それに、自分が弱音を吐くことで、ほかの困っている人も声を上げやすくなり、多様な人が共に生きやすい社会が作られます。「できる」「わかる」は1つの基準かもしれませんが、「できない」の内容は一人ひとり違います。その多様性をさらけ出し、認め合うことこそ、社会のしなやかさ――レジリエンスにつながるのです。

「忍耐=美徳」「我慢できない=恥」ではない

震災時の医療ボランティア活動の中で、人に迷惑をかけまいと自分だけで問題を解決しようとし、孤独を抱え、ふさぎ込んでいく人々を見るにつけ、日本では他人に助けを求めない、というよりは、助けを求めることを否定している文化があるのではないかと思いあたりました。

『『頼る」スキルの磨き方』(KADOKAWA)。書影をクリックするとアマゾンのサイトにジャンプします

「忍耐=美徳」というよりも、「我慢できない=恥」と教えられていて、いつのまにか、自分で自分や家庭を守れないのは「失格」と思い込んでいるのではないでしょうか。真面目で努力家の人ほど、自分で自分を追いつめてしまいがちです。

一方的に「助けを求めている」とだけ考えると「申し訳ない……」と遠慮してしまいそうになりますが、人に頼ることと、人に迷惑をかけるということとはまったく違います。

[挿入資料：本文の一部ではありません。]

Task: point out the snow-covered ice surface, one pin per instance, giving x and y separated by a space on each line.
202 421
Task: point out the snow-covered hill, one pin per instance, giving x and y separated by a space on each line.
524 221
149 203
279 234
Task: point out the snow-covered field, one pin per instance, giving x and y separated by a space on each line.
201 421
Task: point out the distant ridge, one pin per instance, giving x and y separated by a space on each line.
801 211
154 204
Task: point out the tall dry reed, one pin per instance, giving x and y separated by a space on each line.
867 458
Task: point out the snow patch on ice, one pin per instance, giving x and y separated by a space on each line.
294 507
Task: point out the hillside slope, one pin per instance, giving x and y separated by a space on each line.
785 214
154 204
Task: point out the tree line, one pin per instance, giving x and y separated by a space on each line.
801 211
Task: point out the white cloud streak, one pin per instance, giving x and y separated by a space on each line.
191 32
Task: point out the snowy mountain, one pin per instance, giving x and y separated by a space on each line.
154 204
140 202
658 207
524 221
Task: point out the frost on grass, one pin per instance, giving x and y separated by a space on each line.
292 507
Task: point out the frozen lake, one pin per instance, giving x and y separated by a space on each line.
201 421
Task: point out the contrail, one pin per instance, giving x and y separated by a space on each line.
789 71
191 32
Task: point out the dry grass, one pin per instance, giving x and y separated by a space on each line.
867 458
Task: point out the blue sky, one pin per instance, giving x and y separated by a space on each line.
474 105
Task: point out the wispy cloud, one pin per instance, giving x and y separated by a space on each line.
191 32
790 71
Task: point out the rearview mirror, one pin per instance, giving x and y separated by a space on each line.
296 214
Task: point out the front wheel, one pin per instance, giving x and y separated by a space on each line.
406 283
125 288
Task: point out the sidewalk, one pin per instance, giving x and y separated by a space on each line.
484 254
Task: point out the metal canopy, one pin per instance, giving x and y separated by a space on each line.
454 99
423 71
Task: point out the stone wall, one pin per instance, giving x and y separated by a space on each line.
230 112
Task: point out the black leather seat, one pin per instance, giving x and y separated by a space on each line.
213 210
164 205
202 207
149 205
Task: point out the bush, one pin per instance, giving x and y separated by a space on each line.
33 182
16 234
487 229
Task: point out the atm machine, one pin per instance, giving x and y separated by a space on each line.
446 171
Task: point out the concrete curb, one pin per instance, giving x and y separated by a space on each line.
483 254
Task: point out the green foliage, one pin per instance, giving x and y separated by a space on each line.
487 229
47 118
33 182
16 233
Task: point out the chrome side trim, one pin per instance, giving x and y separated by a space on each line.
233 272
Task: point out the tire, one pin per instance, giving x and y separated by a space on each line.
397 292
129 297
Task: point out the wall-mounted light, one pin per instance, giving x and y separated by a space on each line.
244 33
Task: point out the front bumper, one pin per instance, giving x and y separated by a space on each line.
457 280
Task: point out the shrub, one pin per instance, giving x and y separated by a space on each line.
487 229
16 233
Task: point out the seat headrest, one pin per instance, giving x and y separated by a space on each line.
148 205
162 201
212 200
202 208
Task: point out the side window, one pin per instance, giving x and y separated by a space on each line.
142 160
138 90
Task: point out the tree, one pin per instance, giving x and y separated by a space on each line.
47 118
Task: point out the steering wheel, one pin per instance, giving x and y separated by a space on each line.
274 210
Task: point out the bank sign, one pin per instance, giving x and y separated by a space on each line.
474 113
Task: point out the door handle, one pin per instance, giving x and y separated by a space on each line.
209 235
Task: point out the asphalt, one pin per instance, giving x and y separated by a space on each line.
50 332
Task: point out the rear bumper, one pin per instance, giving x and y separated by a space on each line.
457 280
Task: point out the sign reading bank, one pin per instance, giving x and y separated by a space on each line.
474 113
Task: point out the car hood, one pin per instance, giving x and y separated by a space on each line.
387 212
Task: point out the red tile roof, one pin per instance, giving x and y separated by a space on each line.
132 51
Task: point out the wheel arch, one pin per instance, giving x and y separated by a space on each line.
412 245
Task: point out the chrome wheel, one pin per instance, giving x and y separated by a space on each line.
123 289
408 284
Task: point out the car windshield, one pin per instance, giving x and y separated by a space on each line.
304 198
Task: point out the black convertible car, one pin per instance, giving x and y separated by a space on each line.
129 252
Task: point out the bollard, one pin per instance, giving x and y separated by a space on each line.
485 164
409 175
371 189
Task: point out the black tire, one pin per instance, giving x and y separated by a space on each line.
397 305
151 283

力になってもらった後、相手に感謝する、喜ぶ、など、モノでは代わりにならない心という大きな価値をお返しすることができれば、WIN-WINの関係になりえます。

そして、人の力を借りた分、頑張ろう、恩返しをしようと努力すれば、今度は頼ってもらえるようになり、誠実さと善意のよい循環を生み出すことになるのです。そのためにも、「上手に助けを求める+たっぷり感謝する+大いに喜ぶ」をセットにして、「助け合い」ではなく、双方向性の「頼り合い」を、あなたから始めてみませんか。